🤖 AI Summary
E-commerce query rewriting (QR) suffers from subjective intent evaluation and the absence of reliable automatic evaluation metrics. To address this, we propose a multi-LLM-agent-driven dynamic evolutionary optimization framework: a multi-agent system simulating realistic user shopping behavior generates interactive, fine-grained feedback—replacing static scoring models as reward signals—and integrates genetic algorithms to close the loop between iterative query generation and evaluation.
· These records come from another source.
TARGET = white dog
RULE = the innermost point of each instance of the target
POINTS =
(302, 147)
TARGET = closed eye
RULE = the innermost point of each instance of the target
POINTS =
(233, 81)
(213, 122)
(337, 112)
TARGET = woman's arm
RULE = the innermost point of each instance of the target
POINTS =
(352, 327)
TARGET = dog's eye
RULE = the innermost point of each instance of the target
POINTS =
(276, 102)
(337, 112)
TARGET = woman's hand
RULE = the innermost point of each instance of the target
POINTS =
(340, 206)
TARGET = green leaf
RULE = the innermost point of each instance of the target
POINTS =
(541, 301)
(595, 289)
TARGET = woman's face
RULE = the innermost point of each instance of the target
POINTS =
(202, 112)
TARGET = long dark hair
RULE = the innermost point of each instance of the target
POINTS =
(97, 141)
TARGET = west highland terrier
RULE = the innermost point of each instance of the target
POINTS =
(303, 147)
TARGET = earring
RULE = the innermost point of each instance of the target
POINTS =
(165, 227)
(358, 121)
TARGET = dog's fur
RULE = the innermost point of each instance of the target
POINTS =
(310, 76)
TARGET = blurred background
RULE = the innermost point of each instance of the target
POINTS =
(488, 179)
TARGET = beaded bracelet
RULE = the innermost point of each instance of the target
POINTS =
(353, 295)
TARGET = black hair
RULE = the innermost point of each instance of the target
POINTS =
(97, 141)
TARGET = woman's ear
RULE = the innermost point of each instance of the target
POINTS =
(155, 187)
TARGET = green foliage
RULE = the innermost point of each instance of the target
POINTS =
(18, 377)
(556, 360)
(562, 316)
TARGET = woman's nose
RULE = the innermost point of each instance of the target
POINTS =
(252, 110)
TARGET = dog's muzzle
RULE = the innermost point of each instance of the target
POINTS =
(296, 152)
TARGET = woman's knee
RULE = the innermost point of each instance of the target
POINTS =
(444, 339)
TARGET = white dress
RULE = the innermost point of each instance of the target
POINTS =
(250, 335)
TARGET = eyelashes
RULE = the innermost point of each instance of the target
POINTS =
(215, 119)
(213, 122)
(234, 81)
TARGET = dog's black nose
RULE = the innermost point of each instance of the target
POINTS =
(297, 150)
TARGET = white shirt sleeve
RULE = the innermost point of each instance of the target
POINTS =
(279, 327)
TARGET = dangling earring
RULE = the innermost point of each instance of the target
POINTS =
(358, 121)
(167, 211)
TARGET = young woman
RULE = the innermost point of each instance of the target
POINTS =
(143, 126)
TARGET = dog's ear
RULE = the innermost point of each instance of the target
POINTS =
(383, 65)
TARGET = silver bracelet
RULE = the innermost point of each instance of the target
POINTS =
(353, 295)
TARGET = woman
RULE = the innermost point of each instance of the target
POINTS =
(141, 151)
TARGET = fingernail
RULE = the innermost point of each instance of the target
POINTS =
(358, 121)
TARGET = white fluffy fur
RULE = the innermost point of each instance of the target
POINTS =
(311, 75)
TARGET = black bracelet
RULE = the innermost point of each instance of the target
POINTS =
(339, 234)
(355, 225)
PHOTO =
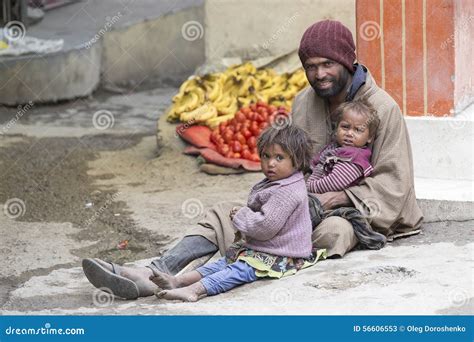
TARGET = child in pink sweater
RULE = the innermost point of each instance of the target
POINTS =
(276, 225)
(345, 161)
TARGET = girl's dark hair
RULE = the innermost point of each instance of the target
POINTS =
(360, 106)
(293, 140)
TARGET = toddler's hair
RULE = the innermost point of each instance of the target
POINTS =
(360, 106)
(293, 140)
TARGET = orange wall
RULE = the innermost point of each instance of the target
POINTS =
(408, 45)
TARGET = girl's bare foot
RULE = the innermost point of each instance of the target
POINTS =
(191, 293)
(164, 281)
(168, 282)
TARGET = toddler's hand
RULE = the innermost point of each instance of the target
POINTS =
(232, 213)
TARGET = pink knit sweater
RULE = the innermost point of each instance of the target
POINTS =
(276, 219)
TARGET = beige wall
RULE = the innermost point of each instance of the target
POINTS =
(464, 54)
(253, 29)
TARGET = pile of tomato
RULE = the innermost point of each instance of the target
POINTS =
(237, 138)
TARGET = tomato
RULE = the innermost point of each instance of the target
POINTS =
(254, 157)
(236, 146)
(240, 117)
(240, 138)
(252, 142)
(228, 136)
(225, 148)
(246, 132)
(246, 154)
(254, 129)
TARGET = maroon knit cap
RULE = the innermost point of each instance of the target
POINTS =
(328, 39)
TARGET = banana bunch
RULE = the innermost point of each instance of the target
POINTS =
(216, 97)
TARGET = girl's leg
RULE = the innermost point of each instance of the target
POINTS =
(166, 281)
(233, 275)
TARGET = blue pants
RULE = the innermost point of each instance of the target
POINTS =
(219, 276)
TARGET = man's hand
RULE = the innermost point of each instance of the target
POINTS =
(331, 200)
(232, 213)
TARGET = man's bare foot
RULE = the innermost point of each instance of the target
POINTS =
(165, 281)
(139, 275)
(191, 293)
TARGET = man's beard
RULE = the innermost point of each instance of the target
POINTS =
(337, 85)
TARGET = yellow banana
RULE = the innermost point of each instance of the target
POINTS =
(202, 113)
(214, 122)
(214, 90)
(231, 109)
(189, 102)
(224, 101)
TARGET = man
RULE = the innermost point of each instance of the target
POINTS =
(327, 52)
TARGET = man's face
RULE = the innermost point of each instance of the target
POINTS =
(328, 78)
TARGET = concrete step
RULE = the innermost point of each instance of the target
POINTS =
(445, 200)
(106, 43)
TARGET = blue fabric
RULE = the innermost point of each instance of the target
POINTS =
(218, 277)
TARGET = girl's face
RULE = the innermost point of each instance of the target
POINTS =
(353, 130)
(276, 163)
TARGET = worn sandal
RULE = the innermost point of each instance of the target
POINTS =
(102, 278)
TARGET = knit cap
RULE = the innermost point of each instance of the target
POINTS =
(328, 39)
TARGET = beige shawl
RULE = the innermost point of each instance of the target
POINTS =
(388, 195)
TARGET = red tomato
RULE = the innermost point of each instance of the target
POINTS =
(225, 148)
(252, 142)
(259, 118)
(236, 146)
(240, 138)
(246, 132)
(254, 129)
(240, 117)
(254, 157)
(228, 136)
(246, 154)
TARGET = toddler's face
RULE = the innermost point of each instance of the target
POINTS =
(276, 163)
(353, 130)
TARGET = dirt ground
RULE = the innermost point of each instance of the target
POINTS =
(83, 190)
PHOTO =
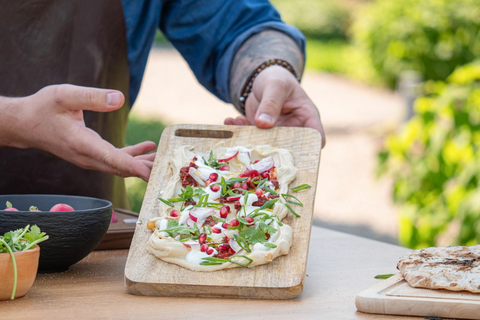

Evaluated on 1,000 real-world e-commerce queries, our method improves over the original queries by an average of 21.98%, significantly outperforming the Best-of-N baseline by 3.36%. Our core contribution is the first integration of collaborative multi-agent feedback mechanisms with evolutionary search, enabling end-to-end, intent-driven, and fully learnable QR optimization.
📝 Abstract
Deploying capable and user-aligned LLM-based systems necessitates reliable evaluation. While LLMs excel in verifiable tasks like coding and mathematics, where gold-standard solutions are available, adoption remains challenging for subjective tasks that lack a single correct answer. E-commerce Query Rewriting (QR) is one such problem where determining whether a rewritten query properly captures the user intent is extremely difficult to figure out algorithmically. In this work, we introduce OptAgent, a novel framework that combines multi-agent simulations with genetic algorithms to verify and optimize queries for QR. Instead of relying on a static reward model or a single LLM judge, our approach uses multiple LLM-based agents, each acting as a simulated shopping customer, as a dynamic reward signal. The average of these agent-derived scores serves as an effective fitness function for an evolutionary algorithm that iteratively refines the user's initial query. We evaluate OptAgent on a dataset of 1000 real-world e-commerce queries in five different categories, and we observe an average improvement of 21.98% over the original user query and 3.36% over a Best-of-N LLM rewriting baseline.